Als nu Asa deze woorden hoorde, en de profetie van den profeet Oded, sterkte hij zich, en hij deed weg de verfoeiselen uit het ganse land van Juda en Benjamin, en uit de steden, die hij van het gebergte van Efraim genomen had, en vernieuwde het altaar des HEEREN, dat voor het voorhuis des HEEREN was.
9 And he assembled all Judah and Benjamin, along with those from the tribes of Ephraim, Manasseh, and Simeon who had settled among them, for great numbers had come over to him from Israel when they saw that the LORD his God was with him.
En hij vergaderde het ganse Juda en Benjamin, en de vreemdelingen met hen uit Efraim, en Manasse, en uit Simeon; want uit Israel vielen zij tot hem in menigte, als zij zagen, dat de HEERE, zijn God, met hem was.
10 So they gathered together in Jerusalem in the third month of the fifteenth year of Asa’s reign.
En zij vergaderden zich te Jeruzalem, in de derde maand, in het vijftiende jaar van het koninkrijk van Asa.
11 At that time they sacrificed to the LORD seven hundred oxen and seven thousand sheep from all the plunder they had brought back.
En zij offerden den HEERE ten zelfden dage van den roof, dien zij gebracht hadden, zevenhonderd runderen en zeven duizend schapen.
12 Then they entered into a covenant to seek the LORD, the God of their fathers, with all their heart and soul.
En zij traden in een verbond, dat zij den HEERE, den God hunner vaderen, zoeken zouden met hun ganse hart en met hun ganse ziel.
13 And whoever would not seek the LORD, the God of Israel, would be put to death, whether young or old, man or woman.
En al wie den HEERE, den God Israels, niet zou zoeken, zou gedood worden, van den kleine tot den grote, en van den man tot de vrouw toe.
14 They took an oath to the LORD with a loud voice, with shouting, trumpets, and rams’ horns.
En zij zwoeren den HEERE met luider stem en met gejuich, desgelijks met trompetten en met bazuinen.
15 And all Judah rejoiced over the oath, for they had sworn it with all their heart.

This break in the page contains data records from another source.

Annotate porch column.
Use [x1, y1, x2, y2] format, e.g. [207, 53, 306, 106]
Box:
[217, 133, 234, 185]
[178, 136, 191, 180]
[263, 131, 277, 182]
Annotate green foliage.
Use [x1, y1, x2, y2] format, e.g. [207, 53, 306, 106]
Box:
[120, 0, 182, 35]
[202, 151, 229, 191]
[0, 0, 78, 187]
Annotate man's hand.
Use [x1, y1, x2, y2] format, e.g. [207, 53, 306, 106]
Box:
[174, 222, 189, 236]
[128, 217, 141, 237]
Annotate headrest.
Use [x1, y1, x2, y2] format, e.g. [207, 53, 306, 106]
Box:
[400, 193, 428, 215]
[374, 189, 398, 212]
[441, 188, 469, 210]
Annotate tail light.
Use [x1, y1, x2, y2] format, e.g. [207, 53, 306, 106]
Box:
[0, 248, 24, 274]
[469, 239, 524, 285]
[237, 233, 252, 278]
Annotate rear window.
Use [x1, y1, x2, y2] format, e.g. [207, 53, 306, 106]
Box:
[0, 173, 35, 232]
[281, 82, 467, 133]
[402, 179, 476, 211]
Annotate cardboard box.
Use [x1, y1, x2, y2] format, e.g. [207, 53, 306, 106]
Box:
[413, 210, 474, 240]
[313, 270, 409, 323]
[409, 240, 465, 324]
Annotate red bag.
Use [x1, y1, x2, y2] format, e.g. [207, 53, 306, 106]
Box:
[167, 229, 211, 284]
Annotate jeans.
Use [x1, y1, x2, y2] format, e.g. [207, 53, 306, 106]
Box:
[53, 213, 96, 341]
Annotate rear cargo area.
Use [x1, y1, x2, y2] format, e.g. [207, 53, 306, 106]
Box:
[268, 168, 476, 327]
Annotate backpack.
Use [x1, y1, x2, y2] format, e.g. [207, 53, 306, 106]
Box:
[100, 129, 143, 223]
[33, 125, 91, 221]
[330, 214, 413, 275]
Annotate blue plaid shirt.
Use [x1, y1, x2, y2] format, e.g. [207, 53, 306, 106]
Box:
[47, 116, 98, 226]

They had sought Him earnestly, and He was found by them. So the LORD gave them rest on every side.
En gans Juda was verblijd over dezen eed; want zij hadden met hun ganse hart gezworen, en met hun gansen wil Hem gezocht; en Hij werd van hen gevonden, en de HEERE gaf hun rust rondom henen.
16 King Asa also removed his grandmother Maacah from her position as queen mother because she had made a detestable Asherah pole. Asa chopped down the pole, crushed it, and burned it in the Kidron Valley.
Aangaande ook Maacha, de moeder van den koning Asa, hij zette haar af, dat zij geen koningin ware, omdat zij een afgrijselijken afgod in een bos gemaakt had; ook roeide Asa haar afgrijselijken afgod uit, en verbrijzelde en verbrandde hem aan de beek Kidron.
17 The high places were not removed from Israel, but Asa’s heart was fully devoted all his days.
De hoogten werden wel niet weggenomen uit Israel, het hart van Asa nochtans was volkomen al zijn dagen.
18 And he brought into the house of God the silver and gold articles that he and his father had dedicated.
En hij bracht in het huis Gods de geheiligde dingen zijns vaders, en zijn geheiligde dingen, zilver en goud, en vaten.
19 And there was no war until the thirty-fifth year of Asa’s reign.
En er was geen oorlog tot in het vijf en dertigste jaar van het koninkrijk van Asa.